I can’t help but compare Rushdie’s reaction with that of Bishop Mar Mari Emanuel. The day before Knife was published, the Iraqi-born bishop was preaching at his church in Sydney, Australia, when he too was attacked by a young man with a knife, and, like Rushdie, ended up losing an eye. The attack was an overt terrorist act against Bishop Mar Mari, a controversial figure who has spoken dismissively about the Islamic, Jewish and LGBTQ+ communities.  

 Despite the striking similarities between the two men’s terrible ordeals, the contrast in their response couldn’t be starker. Speaking just two weeks later at a Palm Sunday service, Bishop Emanuel affirmed that he had forgiven his teenage assailant: 

 ‘I say to you, my dear, you are my son, and you will always be my son. I will always pray for you. I’ll always wish you nothing but the best. I pray that my Lord and Saviour Jesus Christ of Nazareth, to enlighten your heart and enlighten your soul your entire being to realise, my dear, there is only one God who art in heaven…. the Lord knows it is coming from the bottom of my heart. I’ll always pray for you and for whoever was in this act. In the name of my Jesus, I forgive you. I love you, and I will always pray for you.” 

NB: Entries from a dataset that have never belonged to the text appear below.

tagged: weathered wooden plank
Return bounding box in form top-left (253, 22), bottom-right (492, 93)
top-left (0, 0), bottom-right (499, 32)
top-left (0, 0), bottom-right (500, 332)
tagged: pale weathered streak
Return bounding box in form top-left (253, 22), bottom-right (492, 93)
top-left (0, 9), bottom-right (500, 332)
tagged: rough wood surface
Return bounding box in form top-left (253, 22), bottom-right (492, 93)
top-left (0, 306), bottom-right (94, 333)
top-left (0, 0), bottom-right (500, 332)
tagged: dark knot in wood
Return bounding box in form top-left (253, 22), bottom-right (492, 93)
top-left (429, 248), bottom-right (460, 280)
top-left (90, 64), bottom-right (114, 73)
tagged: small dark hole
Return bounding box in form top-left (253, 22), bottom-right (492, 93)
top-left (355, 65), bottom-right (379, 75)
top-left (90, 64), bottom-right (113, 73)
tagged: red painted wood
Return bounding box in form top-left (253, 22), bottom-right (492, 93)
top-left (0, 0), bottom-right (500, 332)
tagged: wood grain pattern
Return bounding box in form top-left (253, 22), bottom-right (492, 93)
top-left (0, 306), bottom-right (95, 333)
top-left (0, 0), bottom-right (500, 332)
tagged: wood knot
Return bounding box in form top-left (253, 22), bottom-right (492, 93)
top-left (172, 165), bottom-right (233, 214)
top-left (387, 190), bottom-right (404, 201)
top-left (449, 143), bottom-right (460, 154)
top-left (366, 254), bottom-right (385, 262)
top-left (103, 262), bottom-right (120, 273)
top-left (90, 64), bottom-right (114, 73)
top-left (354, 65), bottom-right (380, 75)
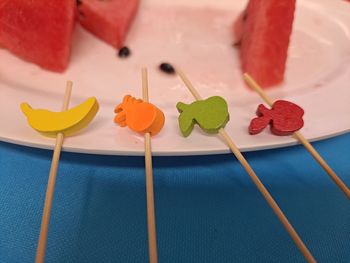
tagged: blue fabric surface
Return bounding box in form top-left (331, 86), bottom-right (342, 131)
top-left (0, 134), bottom-right (350, 263)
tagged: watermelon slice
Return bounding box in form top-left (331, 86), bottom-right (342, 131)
top-left (0, 0), bottom-right (75, 72)
top-left (233, 0), bottom-right (295, 88)
top-left (78, 0), bottom-right (139, 48)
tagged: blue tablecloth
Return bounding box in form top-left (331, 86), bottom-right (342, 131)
top-left (0, 134), bottom-right (350, 263)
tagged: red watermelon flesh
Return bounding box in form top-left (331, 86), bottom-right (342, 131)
top-left (78, 0), bottom-right (139, 48)
top-left (0, 0), bottom-right (75, 72)
top-left (233, 0), bottom-right (296, 88)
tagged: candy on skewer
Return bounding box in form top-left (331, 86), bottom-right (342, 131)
top-left (244, 73), bottom-right (350, 198)
top-left (176, 68), bottom-right (316, 262)
top-left (114, 68), bottom-right (165, 263)
top-left (21, 81), bottom-right (99, 263)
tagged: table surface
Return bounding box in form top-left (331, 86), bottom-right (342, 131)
top-left (0, 134), bottom-right (350, 263)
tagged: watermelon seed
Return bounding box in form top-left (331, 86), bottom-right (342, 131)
top-left (118, 47), bottom-right (131, 58)
top-left (159, 63), bottom-right (175, 74)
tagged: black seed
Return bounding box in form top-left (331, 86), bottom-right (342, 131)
top-left (79, 10), bottom-right (85, 18)
top-left (159, 63), bottom-right (175, 74)
top-left (232, 40), bottom-right (242, 48)
top-left (118, 47), bottom-right (131, 58)
top-left (242, 10), bottom-right (248, 22)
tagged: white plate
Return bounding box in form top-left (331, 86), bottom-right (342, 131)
top-left (0, 0), bottom-right (350, 155)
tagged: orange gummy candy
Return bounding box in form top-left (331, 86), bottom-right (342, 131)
top-left (114, 95), bottom-right (165, 135)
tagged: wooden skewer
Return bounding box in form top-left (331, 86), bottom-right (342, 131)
top-left (35, 81), bottom-right (73, 263)
top-left (176, 69), bottom-right (316, 263)
top-left (243, 73), bottom-right (350, 198)
top-left (142, 68), bottom-right (158, 263)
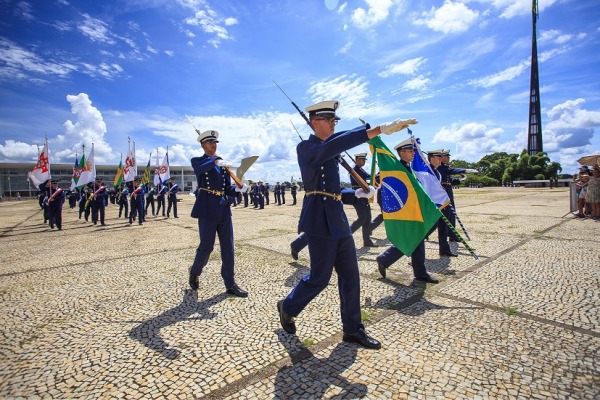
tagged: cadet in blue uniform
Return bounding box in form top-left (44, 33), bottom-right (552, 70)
top-left (129, 176), bottom-right (146, 225)
top-left (189, 131), bottom-right (248, 297)
top-left (438, 150), bottom-right (467, 242)
top-left (47, 179), bottom-right (66, 231)
top-left (290, 183), bottom-right (298, 206)
top-left (350, 153), bottom-right (377, 247)
top-left (377, 138), bottom-right (439, 283)
top-left (167, 176), bottom-right (179, 218)
top-left (427, 150), bottom-right (458, 257)
top-left (277, 101), bottom-right (416, 349)
top-left (156, 184), bottom-right (167, 217)
top-left (91, 178), bottom-right (108, 225)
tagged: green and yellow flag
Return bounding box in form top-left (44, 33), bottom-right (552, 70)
top-left (368, 136), bottom-right (442, 255)
top-left (113, 160), bottom-right (123, 187)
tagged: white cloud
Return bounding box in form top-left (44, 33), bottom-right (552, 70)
top-left (492, 0), bottom-right (559, 19)
top-left (402, 75), bottom-right (431, 92)
top-left (351, 0), bottom-right (392, 29)
top-left (77, 14), bottom-right (115, 45)
top-left (413, 0), bottom-right (479, 33)
top-left (185, 2), bottom-right (238, 48)
top-left (379, 57), bottom-right (427, 78)
top-left (50, 93), bottom-right (114, 162)
top-left (0, 38), bottom-right (77, 80)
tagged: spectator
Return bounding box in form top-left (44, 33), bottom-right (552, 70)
top-left (586, 165), bottom-right (600, 220)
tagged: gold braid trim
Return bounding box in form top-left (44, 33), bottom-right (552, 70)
top-left (305, 190), bottom-right (342, 201)
top-left (200, 188), bottom-right (225, 197)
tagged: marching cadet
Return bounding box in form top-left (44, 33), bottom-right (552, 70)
top-left (350, 153), bottom-right (377, 247)
top-left (189, 130), bottom-right (248, 297)
top-left (273, 182), bottom-right (281, 206)
top-left (427, 149), bottom-right (458, 257)
top-left (156, 184), bottom-right (167, 217)
top-left (91, 178), bottom-right (108, 226)
top-left (117, 187), bottom-right (129, 219)
top-left (377, 138), bottom-right (439, 283)
top-left (277, 101), bottom-right (416, 349)
top-left (129, 176), bottom-right (146, 225)
top-left (438, 150), bottom-right (472, 241)
top-left (290, 183), bottom-right (298, 206)
top-left (167, 176), bottom-right (179, 218)
top-left (46, 179), bottom-right (65, 231)
top-left (144, 182), bottom-right (156, 216)
top-left (264, 182), bottom-right (271, 205)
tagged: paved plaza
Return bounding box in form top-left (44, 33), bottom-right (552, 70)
top-left (0, 188), bottom-right (600, 399)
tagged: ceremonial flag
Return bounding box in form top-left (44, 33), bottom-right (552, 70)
top-left (123, 143), bottom-right (137, 182)
top-left (140, 153), bottom-right (152, 185)
top-left (113, 158), bottom-right (123, 188)
top-left (69, 154), bottom-right (81, 190)
top-left (77, 143), bottom-right (96, 187)
top-left (154, 151), bottom-right (171, 186)
top-left (27, 139), bottom-right (51, 187)
top-left (368, 137), bottom-right (442, 255)
top-left (411, 139), bottom-right (450, 210)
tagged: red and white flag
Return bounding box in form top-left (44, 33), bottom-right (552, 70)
top-left (27, 140), bottom-right (51, 186)
top-left (123, 143), bottom-right (137, 182)
top-left (77, 143), bottom-right (96, 187)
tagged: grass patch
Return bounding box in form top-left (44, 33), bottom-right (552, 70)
top-left (504, 306), bottom-right (518, 315)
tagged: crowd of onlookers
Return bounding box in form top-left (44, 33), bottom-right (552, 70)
top-left (573, 165), bottom-right (600, 220)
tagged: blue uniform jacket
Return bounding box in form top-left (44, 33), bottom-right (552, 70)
top-left (192, 154), bottom-right (236, 221)
top-left (296, 126), bottom-right (369, 240)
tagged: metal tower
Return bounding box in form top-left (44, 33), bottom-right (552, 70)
top-left (527, 0), bottom-right (544, 156)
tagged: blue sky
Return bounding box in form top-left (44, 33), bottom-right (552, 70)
top-left (0, 0), bottom-right (600, 182)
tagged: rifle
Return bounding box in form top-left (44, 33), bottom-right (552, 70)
top-left (273, 81), bottom-right (371, 193)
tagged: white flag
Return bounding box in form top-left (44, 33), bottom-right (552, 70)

Woven into the fabric of every form of Christianity is a commitment to love and forgiveness, clearly exemplified for us here by Bishop Mar Mari. His words resonated around the world this week as he returned to the pulpit where he was stabbed, bandage over one of his eyes, to speak out with kindness and compassion.  

I am deeply challenged by the bishop’s response. I have never experienced the physical pain and emotional trauma of a knife attack. Indeed, I have found it difficult to forgive the comparatively trivial experience of being metaphorically stabbed in the back. I know how hard it is, to be gracious to those who deliberately cause pain to me or to my family members through their actions. Like Rushdie, I sometimes I would like nothing more than to see them locked up, living a loveless, meaningless, irrelevant life. But this is not the Christian way. I follow Jesus who forgave the soldiers driving nails through his hands and feet, so I must strive to be compassionate to those who do us much lesser harm, as well as seek, in his name, to tackle the underlying causes for the greater dis-ease in society.  

The issues that lead to knife crime are many and complex. They include poverty, fear of victimisation, gang culture, radicalisation, distrust of authorities, lack of education, experience of violence in childhood, and much more. Whatever we can do to tackle these problems, we do for the sake of love and peace in our world. Perhaps as we seek to overcome these things together, we can work towards a day when what happened to Daniel Anjorin on 30th April can never happen again.